When it comes to fashion, bartenders in this town hew closely to Mars Blackmon’s second theory of aerodynamics: “It’s gotta be the shoes!” Stands to reason, we suppose… If you were on your feet all night, fending off demanding dypsomaniacs like ourselves, you’d probably place a premium on your choice of footwear, too.
Where he presides:
Wish 26, Chelsea
Favorite drink: Glenmorangie
My cross trainers. They’re multi-purpose shoes. I can wear them to work, at the gym, running outside, hiking… You name it. I’ve got several pairs.
Where he presides:
La Piazetta, Williamsburg
Favorite drink: Stoli Orange and tonic
All my vintage caps. They’re not fitted, just adjustable. No sports teams either.
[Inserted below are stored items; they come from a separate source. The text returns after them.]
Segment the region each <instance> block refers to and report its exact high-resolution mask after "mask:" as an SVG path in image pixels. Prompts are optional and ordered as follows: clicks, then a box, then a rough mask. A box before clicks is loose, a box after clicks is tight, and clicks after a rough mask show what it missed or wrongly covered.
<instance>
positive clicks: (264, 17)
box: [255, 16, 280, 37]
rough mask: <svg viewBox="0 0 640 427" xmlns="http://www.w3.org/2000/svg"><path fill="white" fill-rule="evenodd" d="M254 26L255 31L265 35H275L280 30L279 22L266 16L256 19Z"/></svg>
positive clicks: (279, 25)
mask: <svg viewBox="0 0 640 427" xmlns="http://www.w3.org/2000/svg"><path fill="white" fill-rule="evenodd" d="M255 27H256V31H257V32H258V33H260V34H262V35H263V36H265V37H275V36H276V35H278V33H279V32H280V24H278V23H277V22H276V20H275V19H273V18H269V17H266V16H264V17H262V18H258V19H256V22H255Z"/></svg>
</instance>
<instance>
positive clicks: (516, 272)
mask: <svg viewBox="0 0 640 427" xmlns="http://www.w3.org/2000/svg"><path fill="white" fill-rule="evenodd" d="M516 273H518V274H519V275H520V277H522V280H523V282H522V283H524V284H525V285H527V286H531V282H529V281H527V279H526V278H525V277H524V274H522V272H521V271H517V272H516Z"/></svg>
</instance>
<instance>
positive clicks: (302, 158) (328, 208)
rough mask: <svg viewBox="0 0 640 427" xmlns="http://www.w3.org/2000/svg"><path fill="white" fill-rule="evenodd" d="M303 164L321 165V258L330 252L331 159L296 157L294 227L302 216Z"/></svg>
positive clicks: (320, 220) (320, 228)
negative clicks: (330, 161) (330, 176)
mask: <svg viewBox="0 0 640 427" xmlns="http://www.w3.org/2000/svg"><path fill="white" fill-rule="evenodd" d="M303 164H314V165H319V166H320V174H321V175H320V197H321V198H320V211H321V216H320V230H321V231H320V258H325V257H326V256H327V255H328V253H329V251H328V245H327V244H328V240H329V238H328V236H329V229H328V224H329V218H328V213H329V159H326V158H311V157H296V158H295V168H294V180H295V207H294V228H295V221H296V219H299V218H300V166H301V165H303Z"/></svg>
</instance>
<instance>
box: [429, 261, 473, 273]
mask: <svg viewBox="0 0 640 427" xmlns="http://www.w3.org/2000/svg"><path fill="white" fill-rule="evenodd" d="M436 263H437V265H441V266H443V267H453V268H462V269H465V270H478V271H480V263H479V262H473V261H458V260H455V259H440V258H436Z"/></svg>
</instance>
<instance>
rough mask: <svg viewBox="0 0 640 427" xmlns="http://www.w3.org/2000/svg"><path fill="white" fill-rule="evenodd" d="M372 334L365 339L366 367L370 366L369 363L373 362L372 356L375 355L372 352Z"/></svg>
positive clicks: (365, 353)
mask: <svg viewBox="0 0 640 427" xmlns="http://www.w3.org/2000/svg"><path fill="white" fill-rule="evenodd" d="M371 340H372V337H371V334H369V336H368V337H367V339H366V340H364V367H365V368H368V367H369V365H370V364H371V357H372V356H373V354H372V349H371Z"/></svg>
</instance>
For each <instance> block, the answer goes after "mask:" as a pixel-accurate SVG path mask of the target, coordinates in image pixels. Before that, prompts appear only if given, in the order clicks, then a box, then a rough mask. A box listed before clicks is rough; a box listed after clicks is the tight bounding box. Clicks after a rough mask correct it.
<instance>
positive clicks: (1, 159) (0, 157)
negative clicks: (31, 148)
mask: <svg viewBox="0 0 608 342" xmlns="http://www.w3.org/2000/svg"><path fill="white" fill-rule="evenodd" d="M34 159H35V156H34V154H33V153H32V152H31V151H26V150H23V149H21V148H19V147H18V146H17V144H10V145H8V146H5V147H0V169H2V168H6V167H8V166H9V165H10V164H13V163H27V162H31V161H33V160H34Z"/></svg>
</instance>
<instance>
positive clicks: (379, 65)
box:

It’s a good collection.
Where she presides:
West 25th, Chelsea
Favorite drink: Vodka tonic, pineapple splash
My Converse: the white pair. But they’re not white anymore because I wear them everywhere.
Where she presides:
Grassroots Tavern, East Village
Favorite drink: Finlandia and Tonic
You’re asking the wrong person, kid. Do I look I’m into fashion? [Ed.  Neither are we, lady. We’re just doing our job here.] If you need an answer just say my old blue jeans.

Where he presides:
Macri Park, Williamsburg
Favorite drink: Woodford Reserve, rocks
Well, actually I had a pair of boxers that my last couple girlfriends thought were, um, really cool for about two or three minutes apiece. [Ed. Details of boxer-pattern redacted.] I’ve also got a shirt that I wore for about ten years before my girlfriend put it into permanent retirement.
Where she presides:
The Subway, Williamsburg
Favorite drink: Scotch
My Adidas Sambas… They’re the best shoe on Earth! I’ve been wearing them for about 13 years, ever since I played youth soccer. I wear them just about every day, too.
Where he presides:
Lunasa, East Village
Favorite drink: Captain Morgan’s
My retro Nikes: they’re a pretty cool pair of kicks. They’re not hightops… more like three-quarters. I’ve pretty much worn them out, but I don’t want a new pair. I guess I’ll just wear them till they fall apart.
Where he presides:
Fanny, Williamsburg
Favorite drink: La Fin Du Monde
My Blundstones… They’re Australian working boots. I’m in construction so I’ve got to have them. You can buy them in Australia for 50 bucks, but here they cost about $150. I picked up several pairs the last time I was there, and now I’m set for a couple years at least.